If TTP or HUS is diagnosed, the treatment may include plasma exchange, plasmapheresis, or eculizumab. In cases with severe kidney failure, dialysis may be necessary.

In general, platelet transfusion is not necessary, unless an individual with low platelets (less than 50,000) has an active bleeding or hemorrhage, or needs a surgery or other invasive procedures. Frequently, a platelet transfusion may be recommended without any bleeding if the count is less than 10,000.

In suspected cases of HIT or TTP, transfusion of platelets may not be recommended because the new platelets could potentially make the condition worse and more prolonged.

What are the complications of thrombocytopenia?

The complications of thrombocytopenia may be excessive bleeding after a cut or an injury resulting in hemorrhage and major blood loss. However, spontaneous bleeding (without any injury or laceration) due to thrombocytopenia is uncommon, unless the platelet count is less than 10,000.
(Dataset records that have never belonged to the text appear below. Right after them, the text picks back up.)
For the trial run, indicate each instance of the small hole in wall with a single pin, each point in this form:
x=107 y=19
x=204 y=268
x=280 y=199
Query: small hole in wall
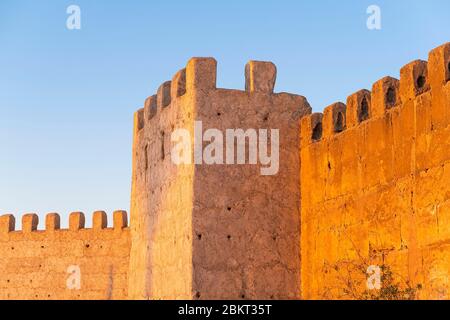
x=163 y=151
x=317 y=131
x=391 y=97
x=420 y=82
x=364 y=111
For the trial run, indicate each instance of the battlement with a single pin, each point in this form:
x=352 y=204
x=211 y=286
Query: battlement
x=416 y=78
x=374 y=185
x=200 y=77
x=77 y=220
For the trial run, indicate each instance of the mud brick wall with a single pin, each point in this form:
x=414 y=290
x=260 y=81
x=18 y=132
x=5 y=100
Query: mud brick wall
x=38 y=264
x=375 y=186
x=215 y=231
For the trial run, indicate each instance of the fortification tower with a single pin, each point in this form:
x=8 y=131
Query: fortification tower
x=215 y=231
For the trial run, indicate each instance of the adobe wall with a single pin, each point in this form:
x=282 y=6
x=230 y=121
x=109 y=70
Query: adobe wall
x=41 y=264
x=375 y=186
x=215 y=231
x=161 y=197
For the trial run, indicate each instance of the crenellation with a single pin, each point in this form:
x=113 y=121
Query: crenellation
x=99 y=220
x=139 y=120
x=150 y=107
x=358 y=108
x=52 y=222
x=120 y=220
x=179 y=84
x=164 y=95
x=311 y=128
x=413 y=80
x=439 y=66
x=30 y=222
x=76 y=221
x=385 y=95
x=334 y=119
x=201 y=74
x=7 y=223
x=260 y=76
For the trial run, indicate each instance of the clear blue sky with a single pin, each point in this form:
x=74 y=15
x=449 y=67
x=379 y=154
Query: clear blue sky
x=67 y=97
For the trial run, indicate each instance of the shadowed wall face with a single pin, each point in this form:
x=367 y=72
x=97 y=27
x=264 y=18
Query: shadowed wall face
x=377 y=192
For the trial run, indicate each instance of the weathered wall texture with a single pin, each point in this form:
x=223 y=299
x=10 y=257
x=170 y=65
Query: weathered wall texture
x=375 y=186
x=215 y=231
x=38 y=264
x=362 y=184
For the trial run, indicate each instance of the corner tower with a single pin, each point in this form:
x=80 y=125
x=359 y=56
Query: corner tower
x=210 y=231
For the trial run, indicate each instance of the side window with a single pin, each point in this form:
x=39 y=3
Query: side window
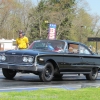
x=83 y=50
x=73 y=48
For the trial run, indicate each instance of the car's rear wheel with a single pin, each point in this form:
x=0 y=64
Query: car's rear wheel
x=8 y=73
x=47 y=74
x=93 y=75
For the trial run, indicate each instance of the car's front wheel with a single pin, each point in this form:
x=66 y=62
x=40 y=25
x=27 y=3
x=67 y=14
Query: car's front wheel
x=47 y=74
x=8 y=73
x=93 y=75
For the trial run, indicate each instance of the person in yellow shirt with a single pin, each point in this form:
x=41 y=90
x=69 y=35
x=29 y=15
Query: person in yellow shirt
x=22 y=41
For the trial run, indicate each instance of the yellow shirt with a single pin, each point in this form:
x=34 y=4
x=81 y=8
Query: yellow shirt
x=22 y=42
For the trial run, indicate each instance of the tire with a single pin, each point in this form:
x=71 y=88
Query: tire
x=8 y=73
x=93 y=75
x=47 y=74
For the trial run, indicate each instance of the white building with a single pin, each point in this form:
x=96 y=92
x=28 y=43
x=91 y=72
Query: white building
x=7 y=44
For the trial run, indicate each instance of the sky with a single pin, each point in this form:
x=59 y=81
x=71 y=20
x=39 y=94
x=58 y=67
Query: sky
x=94 y=6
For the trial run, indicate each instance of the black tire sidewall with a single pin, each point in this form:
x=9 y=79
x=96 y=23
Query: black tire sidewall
x=42 y=74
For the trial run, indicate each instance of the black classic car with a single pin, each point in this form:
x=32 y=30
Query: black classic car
x=51 y=58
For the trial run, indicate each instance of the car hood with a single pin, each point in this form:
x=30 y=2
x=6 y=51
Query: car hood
x=28 y=52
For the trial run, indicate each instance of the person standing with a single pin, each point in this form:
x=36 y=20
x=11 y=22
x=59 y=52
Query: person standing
x=22 y=41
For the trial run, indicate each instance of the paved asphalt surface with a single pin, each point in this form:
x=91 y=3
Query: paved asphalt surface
x=32 y=82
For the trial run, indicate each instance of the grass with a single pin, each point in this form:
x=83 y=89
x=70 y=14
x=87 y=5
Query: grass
x=53 y=94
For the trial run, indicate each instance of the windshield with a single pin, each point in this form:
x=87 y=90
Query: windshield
x=51 y=45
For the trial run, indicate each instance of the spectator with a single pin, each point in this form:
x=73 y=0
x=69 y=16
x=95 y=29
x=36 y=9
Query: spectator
x=22 y=41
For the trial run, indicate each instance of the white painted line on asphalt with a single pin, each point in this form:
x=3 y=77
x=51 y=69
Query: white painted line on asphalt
x=35 y=88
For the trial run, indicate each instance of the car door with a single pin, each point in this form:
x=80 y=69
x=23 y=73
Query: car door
x=88 y=58
x=72 y=59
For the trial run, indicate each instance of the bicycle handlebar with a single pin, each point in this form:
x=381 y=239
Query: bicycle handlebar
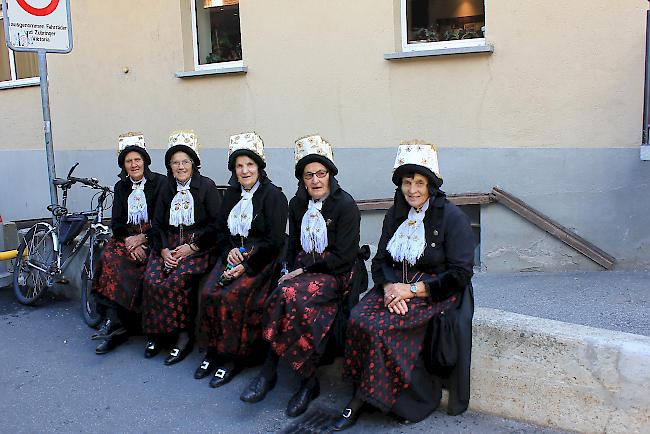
x=70 y=180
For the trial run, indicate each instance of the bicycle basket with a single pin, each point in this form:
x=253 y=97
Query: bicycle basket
x=71 y=226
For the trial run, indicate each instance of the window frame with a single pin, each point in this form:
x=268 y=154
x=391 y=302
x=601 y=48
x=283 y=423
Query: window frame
x=195 y=48
x=422 y=46
x=15 y=82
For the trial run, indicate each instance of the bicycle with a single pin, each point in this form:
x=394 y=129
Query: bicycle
x=46 y=250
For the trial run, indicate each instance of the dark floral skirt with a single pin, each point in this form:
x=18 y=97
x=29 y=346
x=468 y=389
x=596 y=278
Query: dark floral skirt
x=169 y=297
x=231 y=315
x=382 y=348
x=118 y=278
x=300 y=313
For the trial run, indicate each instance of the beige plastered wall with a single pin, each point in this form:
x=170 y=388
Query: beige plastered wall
x=563 y=74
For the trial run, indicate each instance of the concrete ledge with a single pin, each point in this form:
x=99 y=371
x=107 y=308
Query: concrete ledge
x=488 y=48
x=216 y=71
x=560 y=375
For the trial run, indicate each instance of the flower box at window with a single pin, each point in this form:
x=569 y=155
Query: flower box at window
x=431 y=24
x=16 y=68
x=217 y=36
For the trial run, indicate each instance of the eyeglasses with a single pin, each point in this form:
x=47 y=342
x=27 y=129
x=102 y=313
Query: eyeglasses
x=319 y=174
x=181 y=163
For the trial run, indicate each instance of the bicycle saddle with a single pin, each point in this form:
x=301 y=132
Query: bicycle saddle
x=57 y=210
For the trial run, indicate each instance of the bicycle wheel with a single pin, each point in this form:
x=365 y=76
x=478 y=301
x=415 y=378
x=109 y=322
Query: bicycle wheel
x=88 y=303
x=35 y=254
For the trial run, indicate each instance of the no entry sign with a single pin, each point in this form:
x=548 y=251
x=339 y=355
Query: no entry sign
x=32 y=25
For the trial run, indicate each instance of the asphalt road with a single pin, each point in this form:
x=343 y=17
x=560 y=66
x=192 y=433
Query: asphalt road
x=52 y=381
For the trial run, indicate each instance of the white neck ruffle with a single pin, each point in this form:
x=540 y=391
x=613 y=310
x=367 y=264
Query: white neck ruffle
x=313 y=230
x=182 y=207
x=241 y=216
x=409 y=240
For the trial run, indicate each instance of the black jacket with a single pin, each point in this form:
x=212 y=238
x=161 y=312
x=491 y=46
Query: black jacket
x=207 y=202
x=267 y=233
x=449 y=251
x=122 y=190
x=343 y=222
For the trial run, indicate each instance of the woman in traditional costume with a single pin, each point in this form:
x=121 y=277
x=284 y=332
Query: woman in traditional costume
x=251 y=228
x=323 y=246
x=184 y=234
x=117 y=282
x=422 y=269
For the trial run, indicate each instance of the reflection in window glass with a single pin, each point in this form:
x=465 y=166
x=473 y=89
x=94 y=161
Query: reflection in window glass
x=218 y=32
x=5 y=72
x=26 y=64
x=444 y=20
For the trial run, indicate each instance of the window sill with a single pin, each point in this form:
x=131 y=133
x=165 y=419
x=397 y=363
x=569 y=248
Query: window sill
x=487 y=48
x=216 y=71
x=20 y=83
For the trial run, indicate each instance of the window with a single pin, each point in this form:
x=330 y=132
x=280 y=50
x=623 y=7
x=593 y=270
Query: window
x=217 y=37
x=16 y=68
x=431 y=24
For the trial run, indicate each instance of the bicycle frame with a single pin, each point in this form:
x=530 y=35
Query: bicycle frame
x=96 y=226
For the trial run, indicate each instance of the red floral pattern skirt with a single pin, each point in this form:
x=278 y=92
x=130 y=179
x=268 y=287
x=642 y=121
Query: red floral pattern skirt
x=231 y=315
x=118 y=278
x=169 y=297
x=382 y=347
x=300 y=313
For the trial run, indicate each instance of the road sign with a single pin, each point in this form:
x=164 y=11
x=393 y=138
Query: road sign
x=33 y=25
Other complications may be related to any other underlying factors or conditions. For example, autoimmune thrombocytopenia related to lupus may be associated with other complications of lupus. TTP or HUS can have many complications including severe anemia, confusion or other neurologic changes, or kidney failure. HIT or heparin induced thrombocytopenia can have devastating complications related to blood clot formation (thrombosis).